Алексей сел на кровати, озадаченно уставился на хозяина.
– Был ты послушником, хорошо меня послушал, и будет тебе награда – пойдешь в мир нести свет учения эллинам и иудеям! Домой тебе пора, у нас скоро
Он помолчал немного, глядя в окно и прислушиваясь. Потом вздохнул:
– Впрочем, ты меня не слушай, ты мне не верь. Я про то говорю, что ты не видел. Ты только в то верь, что сам видел, слышал и обонял. В общем, пора тебе в светлую жизнь вступать, нечего тебе тут больше делать. Денег я тебе дам на дорогу. Но в долг, в долг, разумеется, – ты мне по приезде вышлешь. Да хоть «вестерн юнионом». И вот что я тебе еще скажу: огурец ты уже посадил, сына родишь еще, а вот книгу, книгу тебе надо писать.
– Книгу? – недоверчиво переспросил Алексей.
– Ну да. Жизнь ты, я погляжу, живешь необычную, вот и валяй, запиши ее в назидание, так сказать, народам древности! А напишешь, я тебе издателя найду, есть у меня парочка маргиналов – Пат и Паташон этакие. Такую, друг Лексей, ахинею публикуют, что закачаешься!
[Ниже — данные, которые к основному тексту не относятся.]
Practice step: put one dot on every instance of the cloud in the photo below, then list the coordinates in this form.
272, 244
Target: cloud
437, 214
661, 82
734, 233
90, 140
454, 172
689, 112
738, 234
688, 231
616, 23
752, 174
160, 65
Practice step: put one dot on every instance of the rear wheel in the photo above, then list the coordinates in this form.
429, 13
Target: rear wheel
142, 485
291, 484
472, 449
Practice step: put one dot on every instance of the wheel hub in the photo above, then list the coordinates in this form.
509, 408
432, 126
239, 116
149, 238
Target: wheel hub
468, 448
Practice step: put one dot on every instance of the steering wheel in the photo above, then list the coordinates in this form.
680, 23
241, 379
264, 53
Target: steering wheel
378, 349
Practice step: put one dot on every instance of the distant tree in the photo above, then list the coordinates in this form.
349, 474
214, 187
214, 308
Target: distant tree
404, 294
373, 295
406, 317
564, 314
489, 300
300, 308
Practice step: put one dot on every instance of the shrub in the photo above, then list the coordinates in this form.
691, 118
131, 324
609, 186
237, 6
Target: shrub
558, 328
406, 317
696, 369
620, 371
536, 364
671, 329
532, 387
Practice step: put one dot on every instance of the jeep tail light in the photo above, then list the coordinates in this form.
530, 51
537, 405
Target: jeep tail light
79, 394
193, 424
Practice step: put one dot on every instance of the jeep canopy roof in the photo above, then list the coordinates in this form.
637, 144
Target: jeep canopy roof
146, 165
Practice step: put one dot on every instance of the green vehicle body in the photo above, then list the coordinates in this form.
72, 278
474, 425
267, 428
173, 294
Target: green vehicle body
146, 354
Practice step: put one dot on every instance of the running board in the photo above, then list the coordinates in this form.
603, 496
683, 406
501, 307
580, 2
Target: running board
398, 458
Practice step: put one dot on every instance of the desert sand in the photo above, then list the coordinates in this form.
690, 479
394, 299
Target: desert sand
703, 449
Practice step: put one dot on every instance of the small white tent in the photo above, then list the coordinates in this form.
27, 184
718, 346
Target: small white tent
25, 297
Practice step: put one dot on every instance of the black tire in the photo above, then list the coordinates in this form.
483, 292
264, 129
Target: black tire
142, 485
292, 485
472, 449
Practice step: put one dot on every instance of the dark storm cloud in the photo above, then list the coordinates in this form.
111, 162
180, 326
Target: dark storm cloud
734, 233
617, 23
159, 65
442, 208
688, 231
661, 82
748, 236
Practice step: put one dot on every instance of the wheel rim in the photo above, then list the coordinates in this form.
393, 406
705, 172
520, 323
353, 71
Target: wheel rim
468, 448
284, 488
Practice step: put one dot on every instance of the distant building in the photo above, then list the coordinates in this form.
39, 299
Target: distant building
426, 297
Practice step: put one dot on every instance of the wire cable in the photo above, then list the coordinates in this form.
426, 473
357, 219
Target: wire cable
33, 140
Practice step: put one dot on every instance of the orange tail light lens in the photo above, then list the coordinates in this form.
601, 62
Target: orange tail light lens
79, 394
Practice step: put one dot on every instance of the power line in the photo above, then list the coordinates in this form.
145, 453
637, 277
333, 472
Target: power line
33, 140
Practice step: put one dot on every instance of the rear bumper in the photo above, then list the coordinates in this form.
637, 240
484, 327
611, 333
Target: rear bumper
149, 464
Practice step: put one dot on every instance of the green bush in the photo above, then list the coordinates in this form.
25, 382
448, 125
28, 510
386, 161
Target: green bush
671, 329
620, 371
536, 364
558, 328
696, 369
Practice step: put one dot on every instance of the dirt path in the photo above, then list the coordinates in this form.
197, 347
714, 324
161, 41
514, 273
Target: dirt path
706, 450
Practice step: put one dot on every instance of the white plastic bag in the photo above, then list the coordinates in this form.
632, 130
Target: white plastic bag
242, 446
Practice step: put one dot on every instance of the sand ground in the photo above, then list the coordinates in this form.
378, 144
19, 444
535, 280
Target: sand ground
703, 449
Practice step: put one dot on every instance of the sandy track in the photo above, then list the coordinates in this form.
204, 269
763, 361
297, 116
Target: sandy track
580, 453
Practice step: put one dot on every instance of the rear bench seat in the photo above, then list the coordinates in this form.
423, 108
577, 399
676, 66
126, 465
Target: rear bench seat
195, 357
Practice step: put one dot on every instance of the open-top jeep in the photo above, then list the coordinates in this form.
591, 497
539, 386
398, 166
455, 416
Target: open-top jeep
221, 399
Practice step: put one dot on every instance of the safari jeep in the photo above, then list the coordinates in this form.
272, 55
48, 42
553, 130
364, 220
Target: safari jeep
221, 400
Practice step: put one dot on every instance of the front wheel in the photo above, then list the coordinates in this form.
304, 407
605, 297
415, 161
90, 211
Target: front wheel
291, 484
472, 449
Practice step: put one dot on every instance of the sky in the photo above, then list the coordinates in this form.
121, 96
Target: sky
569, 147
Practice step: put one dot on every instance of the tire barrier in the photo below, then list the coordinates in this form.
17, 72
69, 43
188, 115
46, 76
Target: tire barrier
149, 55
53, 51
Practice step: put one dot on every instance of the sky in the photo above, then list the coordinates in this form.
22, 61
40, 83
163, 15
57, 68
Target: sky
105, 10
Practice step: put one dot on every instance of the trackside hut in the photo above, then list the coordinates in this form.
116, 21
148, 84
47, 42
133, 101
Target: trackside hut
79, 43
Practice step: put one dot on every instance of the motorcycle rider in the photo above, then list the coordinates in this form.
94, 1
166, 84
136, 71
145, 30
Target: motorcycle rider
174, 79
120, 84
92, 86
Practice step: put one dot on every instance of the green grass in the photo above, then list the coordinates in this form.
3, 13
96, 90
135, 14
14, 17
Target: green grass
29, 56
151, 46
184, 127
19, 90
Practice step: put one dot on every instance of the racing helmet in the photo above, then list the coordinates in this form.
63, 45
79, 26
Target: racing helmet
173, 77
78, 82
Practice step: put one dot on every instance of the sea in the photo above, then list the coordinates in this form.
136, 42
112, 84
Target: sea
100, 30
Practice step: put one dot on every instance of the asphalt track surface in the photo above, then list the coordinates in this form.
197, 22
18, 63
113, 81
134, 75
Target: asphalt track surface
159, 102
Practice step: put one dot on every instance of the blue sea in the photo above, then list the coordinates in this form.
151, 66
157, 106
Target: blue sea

Тебя с радостью возьмут, им чем безумнее – тем краше. В общем, сегодня мы с тобой пируем на прощанье, а завтра с утреца по холодку и отправляйся. Ехать тут недолго, к вечеру в Питер поспеешь, а там – уж как-нибудь.
В комнату заглянула Зоя, растрепанная и, как показалось Алексею, встревоженная. Тревога ее была не напрасной – женским чутьем она поняла, что сегодня ее инвалидный муж «развяжет». То есть напьется до состояния свинского и будет пить еще неделю, но не дольше – дольше не выдержит. Так происходило каждые полгода, потом наступало долгое затишье, пока выправлялся организм, потом потихоньку начинало нарастать подспудное возбуждение. Оно проявлялось постепенно – в жестах, словах, ритме речи, копилось долго, месяцами – и следовал новый взрыв, все рушилось и начиналось сызнова.
Зоя смирилась с этим ритмом. Единственным ее опасением было то, что очередной взрыв станет для Сомского и последним.
Хватаясь, как и всегда в таких случаях, за соломинку, Зоя с самого утра готовила праздничное угощение – чтобы все пожирнее, чтобы алкоголь не сразу и не весь пускался по жилам Сомского, чтобы пощадил его, чтобы утомил и усыпил его сытный обед. Наварила борща, не пожалела денег на большой кусок свинины, нажарила картошки на свиных же шкварках, наквасила, насолила, наперчила… Весь стол уставила, зная, впрочем, что муж ее, когда пьет, то почти и не закусывает, что почти все это придется скоту скормить, но все же.
Поначалу казалось, что на этот раз все сойдет без особых последствий: Сомский пил мало и степенно – тянул глоточками из рюмки, словно смаковал. Зоя радовалась и все подкладывала мужу то кусок мяса, то жареной картошки… Она, хоть и прожила с Сомским уже без малого двадцать лет, но ведать не ведала, что он, отлучаясь в туалет, отхлебывал там из горлышка припасенной заранее бутылки водки. Алексей не пил вовсе.
Когда перешли к чаю, в открытые окна со стороны озера донеслись звуки выстрелов – нестройный залп. Алексей вздрогнул.